764.1
The Income Cliff in Households: Insights from Agent-Based Computational Modelling

Thursday, 19 July 2018: 15:30
Location: 712 (MTCC SOUTH BUILDING)
Oral Presentation
André GROW, University of Leuven (KU Leuven), Belgium
Jan VAN BAVEL, KU Leuven, Belgium
In Western countries, the distribution of relative incomes within marriages tends to be skewed in a remarkable way. Husbands usually do not only earn more than their wives, but there is a striking discontinuity in their relative contributions to household income at the 50/50 demarcation line: many wives contribute less than or almost as much as their husbands, but few contribute more. This ‘cliff’ has been interpreted as evidence that men and women avoid situations where the wife would earn more than her husband, since this would run against traditional gender norms. In this paper, we use agent-based computational modelling to demonstrate that the cliff in the relative-income distribution can also emerge without such avoidance. We start from a simple economic matching model that has frequently been used in earlier marriage market research. We gradually relax some of the simplifying assumptions of this model, to create a series of increasingly realistic models. We feed each of these models with empirical income data from 27 European countries and submit them to systematic computational simulation experiments.
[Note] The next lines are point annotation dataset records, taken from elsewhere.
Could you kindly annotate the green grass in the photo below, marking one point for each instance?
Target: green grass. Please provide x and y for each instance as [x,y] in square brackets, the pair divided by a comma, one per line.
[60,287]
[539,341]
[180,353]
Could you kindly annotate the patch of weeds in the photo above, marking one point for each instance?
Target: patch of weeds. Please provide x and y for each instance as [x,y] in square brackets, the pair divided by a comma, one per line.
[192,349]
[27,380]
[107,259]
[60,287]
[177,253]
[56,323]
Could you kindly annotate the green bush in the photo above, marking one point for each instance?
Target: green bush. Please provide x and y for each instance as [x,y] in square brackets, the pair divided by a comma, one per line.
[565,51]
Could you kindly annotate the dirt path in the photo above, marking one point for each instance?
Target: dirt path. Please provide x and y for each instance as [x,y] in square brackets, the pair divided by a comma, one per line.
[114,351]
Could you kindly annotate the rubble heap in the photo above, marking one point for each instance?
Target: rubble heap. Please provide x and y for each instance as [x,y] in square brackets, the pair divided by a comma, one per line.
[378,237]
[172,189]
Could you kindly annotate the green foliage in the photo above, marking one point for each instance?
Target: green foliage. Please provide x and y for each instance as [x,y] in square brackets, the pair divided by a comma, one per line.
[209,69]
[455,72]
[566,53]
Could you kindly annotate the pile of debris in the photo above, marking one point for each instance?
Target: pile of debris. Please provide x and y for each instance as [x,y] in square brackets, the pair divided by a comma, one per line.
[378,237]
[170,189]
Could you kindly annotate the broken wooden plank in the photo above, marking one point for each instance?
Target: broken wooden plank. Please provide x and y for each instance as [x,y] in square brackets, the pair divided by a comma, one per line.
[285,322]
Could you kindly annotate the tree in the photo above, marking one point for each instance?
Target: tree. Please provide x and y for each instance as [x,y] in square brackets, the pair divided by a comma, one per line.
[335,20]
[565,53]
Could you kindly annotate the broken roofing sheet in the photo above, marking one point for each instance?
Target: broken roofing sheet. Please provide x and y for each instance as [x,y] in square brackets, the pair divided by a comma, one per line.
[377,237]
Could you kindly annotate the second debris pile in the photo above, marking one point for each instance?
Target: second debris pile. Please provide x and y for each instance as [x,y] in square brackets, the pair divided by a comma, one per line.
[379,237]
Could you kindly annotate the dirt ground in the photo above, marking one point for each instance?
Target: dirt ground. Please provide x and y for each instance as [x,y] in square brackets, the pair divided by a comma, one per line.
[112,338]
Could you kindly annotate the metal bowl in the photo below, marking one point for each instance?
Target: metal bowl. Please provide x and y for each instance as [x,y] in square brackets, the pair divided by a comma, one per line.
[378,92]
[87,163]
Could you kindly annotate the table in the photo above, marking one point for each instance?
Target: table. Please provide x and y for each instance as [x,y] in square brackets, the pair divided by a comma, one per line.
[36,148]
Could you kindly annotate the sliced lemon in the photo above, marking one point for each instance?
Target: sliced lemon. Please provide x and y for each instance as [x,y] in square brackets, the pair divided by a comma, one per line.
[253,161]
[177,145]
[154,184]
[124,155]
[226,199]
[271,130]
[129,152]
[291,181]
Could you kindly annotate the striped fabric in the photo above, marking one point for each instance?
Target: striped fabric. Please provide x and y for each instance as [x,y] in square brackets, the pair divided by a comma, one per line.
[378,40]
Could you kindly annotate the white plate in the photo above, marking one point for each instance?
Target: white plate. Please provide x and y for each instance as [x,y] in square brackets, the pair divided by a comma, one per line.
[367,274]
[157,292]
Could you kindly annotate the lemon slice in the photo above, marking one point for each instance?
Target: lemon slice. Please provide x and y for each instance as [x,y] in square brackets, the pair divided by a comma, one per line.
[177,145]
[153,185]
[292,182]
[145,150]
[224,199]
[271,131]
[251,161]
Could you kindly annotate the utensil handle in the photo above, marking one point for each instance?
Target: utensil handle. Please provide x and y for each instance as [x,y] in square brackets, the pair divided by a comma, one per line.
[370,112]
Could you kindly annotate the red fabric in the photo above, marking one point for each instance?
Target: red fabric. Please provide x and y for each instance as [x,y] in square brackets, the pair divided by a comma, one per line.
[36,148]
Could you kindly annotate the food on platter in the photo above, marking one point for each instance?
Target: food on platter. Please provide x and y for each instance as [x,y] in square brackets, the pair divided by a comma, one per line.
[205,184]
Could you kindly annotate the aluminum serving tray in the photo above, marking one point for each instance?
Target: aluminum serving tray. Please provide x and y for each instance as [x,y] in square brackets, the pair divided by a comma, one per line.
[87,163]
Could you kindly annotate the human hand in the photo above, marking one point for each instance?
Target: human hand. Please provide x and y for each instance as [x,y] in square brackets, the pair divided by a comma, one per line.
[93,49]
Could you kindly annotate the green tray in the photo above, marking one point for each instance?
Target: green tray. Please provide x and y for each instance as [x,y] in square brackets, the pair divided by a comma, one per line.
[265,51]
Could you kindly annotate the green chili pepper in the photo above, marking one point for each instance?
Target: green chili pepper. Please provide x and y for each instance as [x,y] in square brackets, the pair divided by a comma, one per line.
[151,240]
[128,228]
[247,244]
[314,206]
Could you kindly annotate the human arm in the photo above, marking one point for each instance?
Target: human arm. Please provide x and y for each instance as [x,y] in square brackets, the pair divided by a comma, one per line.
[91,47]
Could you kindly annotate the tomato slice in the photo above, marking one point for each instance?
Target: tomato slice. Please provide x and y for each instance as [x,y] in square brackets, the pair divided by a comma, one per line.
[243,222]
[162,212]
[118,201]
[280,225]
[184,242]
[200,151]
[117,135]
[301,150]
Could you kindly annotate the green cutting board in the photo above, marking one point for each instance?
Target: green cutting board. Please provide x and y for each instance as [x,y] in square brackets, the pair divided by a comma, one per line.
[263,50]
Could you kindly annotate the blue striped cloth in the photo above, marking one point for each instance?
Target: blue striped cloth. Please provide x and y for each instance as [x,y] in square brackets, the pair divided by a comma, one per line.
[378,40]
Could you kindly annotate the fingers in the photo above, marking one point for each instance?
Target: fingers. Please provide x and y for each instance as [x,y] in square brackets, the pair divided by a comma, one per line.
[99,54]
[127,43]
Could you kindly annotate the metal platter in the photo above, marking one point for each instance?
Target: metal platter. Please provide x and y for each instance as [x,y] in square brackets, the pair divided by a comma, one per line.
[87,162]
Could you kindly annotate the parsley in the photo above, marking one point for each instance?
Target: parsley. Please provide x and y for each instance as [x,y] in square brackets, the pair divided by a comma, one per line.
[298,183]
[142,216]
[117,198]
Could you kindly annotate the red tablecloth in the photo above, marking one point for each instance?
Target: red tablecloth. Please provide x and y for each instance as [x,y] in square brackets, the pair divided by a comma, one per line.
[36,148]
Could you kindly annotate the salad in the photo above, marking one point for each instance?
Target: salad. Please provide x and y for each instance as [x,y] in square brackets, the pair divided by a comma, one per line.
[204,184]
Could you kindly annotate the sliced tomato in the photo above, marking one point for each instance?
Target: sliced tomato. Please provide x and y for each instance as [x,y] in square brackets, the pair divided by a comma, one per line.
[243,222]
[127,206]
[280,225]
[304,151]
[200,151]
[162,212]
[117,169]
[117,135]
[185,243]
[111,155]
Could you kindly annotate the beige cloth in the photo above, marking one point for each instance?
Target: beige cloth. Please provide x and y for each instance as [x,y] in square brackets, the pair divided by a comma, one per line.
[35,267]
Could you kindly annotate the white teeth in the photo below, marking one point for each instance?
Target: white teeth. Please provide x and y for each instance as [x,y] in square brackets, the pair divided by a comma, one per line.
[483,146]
Our results show that in each model a cliff can emerge from differences in men’s and women’s average incomes, even if they do not attach special meaning to a situation in which a wife earns more than her husband. For this, the specific assumptions of the different models do not matter. However, the fit between the empirical data and the simulation outcomes is closest for the model that makes the fewest simplifying assumptions. Taken together, our results shed light on some of the possible mechanisms that might have generated observed distributions of relative income within households, but also caution against inferring people’s partner preferences and social norms from aggregate-level mating patterns.